By JAY MILLER
SANTA FE -- Oh, c'mon. Get serious. Gov. Bill Richardson has a lot of explaining to do to New Mexicans.
The governor wants to spend $400,000 to examine the feasibility of bringing a National Football League franchise to New Mexico. For two cents, most New Mexicans can tell you that's about as feasible as Terrell Owens being the answer to Dallas Cowboy woes.
Despite Gov. Richardson's lack of success in attracting even a preseason NFL game to New Mexico, somehow he thinks he can get the whole enchilada here.

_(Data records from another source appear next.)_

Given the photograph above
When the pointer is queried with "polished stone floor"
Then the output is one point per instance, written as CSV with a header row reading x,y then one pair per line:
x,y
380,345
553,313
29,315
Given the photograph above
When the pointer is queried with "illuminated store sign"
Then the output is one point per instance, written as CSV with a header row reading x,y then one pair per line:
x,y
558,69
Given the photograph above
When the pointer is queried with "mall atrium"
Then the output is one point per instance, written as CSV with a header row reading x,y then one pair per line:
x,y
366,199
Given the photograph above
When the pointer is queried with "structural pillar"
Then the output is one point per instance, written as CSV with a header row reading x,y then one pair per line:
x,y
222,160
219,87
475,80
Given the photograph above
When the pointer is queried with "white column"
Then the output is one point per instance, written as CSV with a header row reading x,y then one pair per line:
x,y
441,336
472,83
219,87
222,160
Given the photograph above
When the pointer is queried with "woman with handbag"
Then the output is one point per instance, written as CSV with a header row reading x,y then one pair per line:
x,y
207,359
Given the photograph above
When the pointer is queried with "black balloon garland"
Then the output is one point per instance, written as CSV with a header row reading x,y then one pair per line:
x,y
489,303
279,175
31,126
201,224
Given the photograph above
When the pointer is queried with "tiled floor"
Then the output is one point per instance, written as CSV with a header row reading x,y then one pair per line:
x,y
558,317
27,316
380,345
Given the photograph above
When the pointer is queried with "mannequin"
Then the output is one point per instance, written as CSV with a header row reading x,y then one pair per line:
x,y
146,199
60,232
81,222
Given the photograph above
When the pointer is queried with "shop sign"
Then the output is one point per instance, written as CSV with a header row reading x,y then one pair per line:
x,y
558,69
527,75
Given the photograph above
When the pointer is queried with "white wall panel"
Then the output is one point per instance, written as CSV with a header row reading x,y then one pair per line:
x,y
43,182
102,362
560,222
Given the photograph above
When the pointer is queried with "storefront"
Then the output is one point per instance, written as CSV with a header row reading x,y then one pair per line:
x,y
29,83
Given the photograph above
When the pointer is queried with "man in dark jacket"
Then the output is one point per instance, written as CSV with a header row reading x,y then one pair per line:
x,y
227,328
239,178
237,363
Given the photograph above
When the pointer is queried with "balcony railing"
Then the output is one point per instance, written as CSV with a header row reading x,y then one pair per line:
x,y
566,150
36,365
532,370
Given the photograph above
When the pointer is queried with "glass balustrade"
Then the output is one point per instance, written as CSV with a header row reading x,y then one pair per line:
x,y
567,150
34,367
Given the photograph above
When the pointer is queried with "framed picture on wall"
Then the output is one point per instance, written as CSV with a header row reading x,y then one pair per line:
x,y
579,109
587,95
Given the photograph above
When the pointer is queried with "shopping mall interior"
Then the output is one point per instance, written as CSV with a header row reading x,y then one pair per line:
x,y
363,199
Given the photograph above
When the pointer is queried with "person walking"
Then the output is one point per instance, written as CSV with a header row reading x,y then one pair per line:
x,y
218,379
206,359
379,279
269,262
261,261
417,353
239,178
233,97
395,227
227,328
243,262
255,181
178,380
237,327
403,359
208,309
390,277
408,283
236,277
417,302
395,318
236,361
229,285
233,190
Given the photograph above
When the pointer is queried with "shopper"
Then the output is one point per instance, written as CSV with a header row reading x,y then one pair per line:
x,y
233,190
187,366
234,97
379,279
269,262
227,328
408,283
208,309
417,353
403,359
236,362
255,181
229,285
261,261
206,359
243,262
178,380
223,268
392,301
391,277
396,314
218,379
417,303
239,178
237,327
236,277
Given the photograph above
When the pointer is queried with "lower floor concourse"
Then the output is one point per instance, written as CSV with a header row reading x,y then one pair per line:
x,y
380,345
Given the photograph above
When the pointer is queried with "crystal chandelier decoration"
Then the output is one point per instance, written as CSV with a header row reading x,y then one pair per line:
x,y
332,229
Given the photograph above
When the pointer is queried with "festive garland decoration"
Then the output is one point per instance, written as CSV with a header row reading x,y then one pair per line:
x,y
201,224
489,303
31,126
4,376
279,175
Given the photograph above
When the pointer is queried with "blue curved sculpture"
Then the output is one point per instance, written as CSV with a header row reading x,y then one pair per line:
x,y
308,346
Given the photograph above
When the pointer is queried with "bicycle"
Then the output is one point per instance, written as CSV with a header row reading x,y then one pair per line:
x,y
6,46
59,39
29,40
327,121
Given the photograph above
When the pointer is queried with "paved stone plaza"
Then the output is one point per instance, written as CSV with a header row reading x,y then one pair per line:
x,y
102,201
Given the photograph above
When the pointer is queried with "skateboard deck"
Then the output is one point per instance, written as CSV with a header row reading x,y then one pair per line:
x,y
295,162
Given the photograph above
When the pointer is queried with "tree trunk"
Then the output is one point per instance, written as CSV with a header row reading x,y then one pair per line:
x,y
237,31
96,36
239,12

What do we have to offer? Certainly not population. We are beaten badly there by many metropolitan areas, led by Los Angeles, which supports two major league baseball and basketball teams, but which has no NFL franchise.
Is it Industries to buy those expensive skyboxes? New Mexico ranks close to the bottom in industrialization. Our two biggest are government contractors.
Is it disposable personal income to buy those expensive seats game after game? No, New Mexicans are down near the bottom in that category too.
Is it football mania? Many of us follow the NFL avidly, but we don't have traditions like Oklahoma, Nebraska, Arkansas or Alabama, none of which have NFL franchises yet. Our colleges have small stadiums, by NFL standards, and have trouble filling them.
So we must think on a regional basis, like the Arizona Cardinals, Minnesota Vikings, Tennessee Titans and New England Patriots. But even that doesn't do it, So Gov. Richardson is looking internationally, at Mexico.
Our southern neighbor is surprisingly turned on to the NFL. They have no trouble attracting preseason games to their huge soccer arenas. But will those fans travel all the way to Albuquerque eight times a year to watch a U.S.-Mexico team play?
That's what Albuquerque is hoping, because it contributed $100,000 to the feasibility study. But how do you get buy-in from Mexico for an Albuquerque franchise?
Maybe the team could be named the New Mexico Chihuahuas. The Santa Fe New Mexican suggests the Chihuahuan Desert Yappers, since that geographical area overlaps the two nations, as we've learned from the battle over drilling Otero Mesa.
Or maybe we could call ourselves Nuevo Mexico and further confuse the rest of the nation about whether we are one of the 50 states.
But Mexican participation is much more likely if the team were to be based, say, in Sunland Park, on the border. The site also borders the state to the east, which is not mentioned in this quest, although El Paso's population and business community would be crucial to success.
One idea is to play games all over the area, including in Mexico. That gets the buy-in, but it also makes every game a road game, which the New Orleans Saints can tell us is no fun.
What sort of NFL owners would want to move their team into such a situation? Only small-market teams desperate enough to gamble on an even smaller market, with problems yet unsolved by anyone else.
Arizona has never been pleased with its Cardinals, which fled St Louis and never have done well in the desert. Ask most fans, and they'll tell you they just as soon the Cards continue to fare poorly enough that they will have to move and hopefully make room for a better team.
Any team New Mexico would get would either be an expansion team or a perennial loser. How much support will they get from a crowd that doesn't support the Lobos very well when they are winning?
Richardson admits New Mexico isn't ready for the NFL at this time, but he's looking five years down the road and wants to be positioned for the future, including stadiums and a financial package. We're already building a spaceport, for which all conditions appear right. Let's not get ahead of ourselves on this, Bill.
Sorry I can't support you. Guess it's the vision thing.